Si l’hôtelier peut se trouver un peu démuni face à un contrôle, un aspect important à ne pas négliger est le procès-verbal. Il est essentiel de comprendre que le PV peut se révéler votre meilleure arme de défense, car c’est ce document qui servira de base à d’éventuelles poursuites. Mais c’est aussi une arme délicate à manier, car si la jurisprudence décide que les enquêteurs ne peuvent demander que des renseignements factuels et recueillir des déclarations, il n’est pas rare, en pratique, que les hôteliers soient confrontés à un véritable interrogatoire et fournissent des déclarations incriminantes. Il ne faut donc pas hésiter à bien relire le PV avant signature et demander l’ajout de vos observations et réserves. À défaut, la jurisprudence considère que les déclarations contenues dans le PV auront été faites spontanément.
8 Recommandations :
1 Être poli, pas d’agressivité à l’égard des agents de la DGCCRF.

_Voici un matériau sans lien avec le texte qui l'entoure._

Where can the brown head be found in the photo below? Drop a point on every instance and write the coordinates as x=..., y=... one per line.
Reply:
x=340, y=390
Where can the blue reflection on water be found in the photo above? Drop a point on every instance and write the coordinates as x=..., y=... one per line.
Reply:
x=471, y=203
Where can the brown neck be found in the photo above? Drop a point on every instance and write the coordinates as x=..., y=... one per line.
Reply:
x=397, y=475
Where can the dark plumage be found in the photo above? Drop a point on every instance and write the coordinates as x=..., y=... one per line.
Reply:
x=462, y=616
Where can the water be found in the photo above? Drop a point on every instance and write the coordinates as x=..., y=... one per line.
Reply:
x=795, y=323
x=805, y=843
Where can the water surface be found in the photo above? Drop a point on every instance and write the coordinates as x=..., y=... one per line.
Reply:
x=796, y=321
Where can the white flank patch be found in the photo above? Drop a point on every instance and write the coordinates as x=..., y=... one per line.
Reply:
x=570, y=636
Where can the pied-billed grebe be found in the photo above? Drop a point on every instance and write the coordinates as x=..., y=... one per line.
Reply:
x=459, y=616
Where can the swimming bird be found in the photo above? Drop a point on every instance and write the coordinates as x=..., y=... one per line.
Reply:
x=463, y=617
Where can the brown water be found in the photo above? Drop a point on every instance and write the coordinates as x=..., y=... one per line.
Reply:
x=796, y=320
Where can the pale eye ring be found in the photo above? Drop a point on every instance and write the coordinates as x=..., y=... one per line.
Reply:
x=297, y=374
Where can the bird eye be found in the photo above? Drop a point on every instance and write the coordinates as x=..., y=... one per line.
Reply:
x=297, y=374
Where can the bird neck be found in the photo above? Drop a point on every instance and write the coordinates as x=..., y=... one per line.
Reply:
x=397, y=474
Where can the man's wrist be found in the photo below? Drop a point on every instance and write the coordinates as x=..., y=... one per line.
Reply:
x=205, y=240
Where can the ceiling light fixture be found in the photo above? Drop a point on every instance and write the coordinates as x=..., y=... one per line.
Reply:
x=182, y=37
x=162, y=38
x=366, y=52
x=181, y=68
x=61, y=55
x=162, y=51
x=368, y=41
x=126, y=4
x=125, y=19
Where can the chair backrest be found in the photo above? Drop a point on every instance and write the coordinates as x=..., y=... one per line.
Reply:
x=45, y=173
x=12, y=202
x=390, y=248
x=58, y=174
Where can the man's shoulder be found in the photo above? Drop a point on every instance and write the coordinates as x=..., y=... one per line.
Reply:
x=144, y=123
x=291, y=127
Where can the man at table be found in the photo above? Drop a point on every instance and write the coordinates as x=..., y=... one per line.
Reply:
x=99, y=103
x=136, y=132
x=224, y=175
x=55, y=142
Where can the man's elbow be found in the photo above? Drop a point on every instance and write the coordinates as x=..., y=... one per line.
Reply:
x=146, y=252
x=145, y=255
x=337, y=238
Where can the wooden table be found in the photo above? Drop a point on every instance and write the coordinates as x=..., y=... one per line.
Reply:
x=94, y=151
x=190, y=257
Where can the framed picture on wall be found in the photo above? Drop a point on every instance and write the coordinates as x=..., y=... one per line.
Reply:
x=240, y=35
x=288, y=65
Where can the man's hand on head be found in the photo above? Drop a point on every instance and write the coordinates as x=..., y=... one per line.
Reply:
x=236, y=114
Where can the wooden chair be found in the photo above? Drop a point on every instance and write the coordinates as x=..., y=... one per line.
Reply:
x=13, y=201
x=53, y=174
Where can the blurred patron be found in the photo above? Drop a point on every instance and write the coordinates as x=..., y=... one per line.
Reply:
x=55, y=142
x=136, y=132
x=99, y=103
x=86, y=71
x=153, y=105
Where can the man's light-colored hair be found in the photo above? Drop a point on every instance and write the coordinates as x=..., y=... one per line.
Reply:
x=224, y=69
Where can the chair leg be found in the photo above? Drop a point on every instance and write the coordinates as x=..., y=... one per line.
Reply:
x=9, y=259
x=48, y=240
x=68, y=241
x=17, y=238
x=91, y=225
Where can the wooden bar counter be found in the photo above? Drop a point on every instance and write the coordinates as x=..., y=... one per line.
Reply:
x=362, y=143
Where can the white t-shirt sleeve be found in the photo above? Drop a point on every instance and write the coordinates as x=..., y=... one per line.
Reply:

2 Ne pas hésiter à demander aux enquêteurs la durée prévisible de l’enquête, afin que vous puissiez vous organiser.
3 Informer votre avocat ou le juriste de l’entreprise de la présence des enquêteurs avant de répondre aux questions et proposer aux inspecteurs de patienter dans une salle dans l’attente de l’arrivée du responsable, et ce afin de ne pas perturber l’activité de l’hôtel. Les agents ne sont pas obligés d’attendre la venue de votre avocat mais en pratique on constate que c’est le cas. Il est également possible de désigner un représentant de votre hôtel auprès des agents mais ces derniers peuvent néanmoins décider d’interroger d’autres personnes.
4 Faire des déclarations courtes et ne pas donner de détails ou d’informations qui ne sont pas demandés. En effet, parmi les règles essentielles à connaître figure en bonne place le droit de ne pas s’auto-incriminer. En application de ce principe et pour éviter que l’exploitant de l’hôtel ne fournisse des informations non demandées, l’objet de l’enquête doit lui être indiqué précisément.
5 Former votre personnel en amont pour que les déclarations soient strictement limitées à ce qui est nécessaire.
6 Indiquer aux agents que vous souhaitez enregistrer les échanges (par exemple avec votre téléphone). En cas de refus des enquêteurs, faire une réserve dans le PV.
7 Relire attentivement le PV et le rectifier immédiatement si nécessaire (demander des ajouts, faire des réserves). Si par exemple, les agents fouillent l’hôtel et que vous ne faites pas de réserves, cela pourra être considéré comme une approbation de votre part de la mesure.
8 Ne pas adopter d’attitude qui pourrait être constitutive du délit d’entrave, car cela aboutirait surtout à déclencher une enquête lourde. Là aussi, il est nécessaire de se former pour connaître votre marge de manœuvre.
À l’issue du contrôle, selon la terminologie de la DGCCRF, trois suites peuvent être envisagées :
- Une suite pédagogique qui se traduit par un avertissement. Selon la DGCCRF, dans les mois qui suivent cet avertissement, un nouveau contrôle est déclenché.
- Une suite corrective avec une injonction d’adopter dans un certain délai des mesures correctives.
- Une suite répressive pour les infractions les plus graves qui aboutira à une procédure judiciaire devant un tribunal civil ou pénal.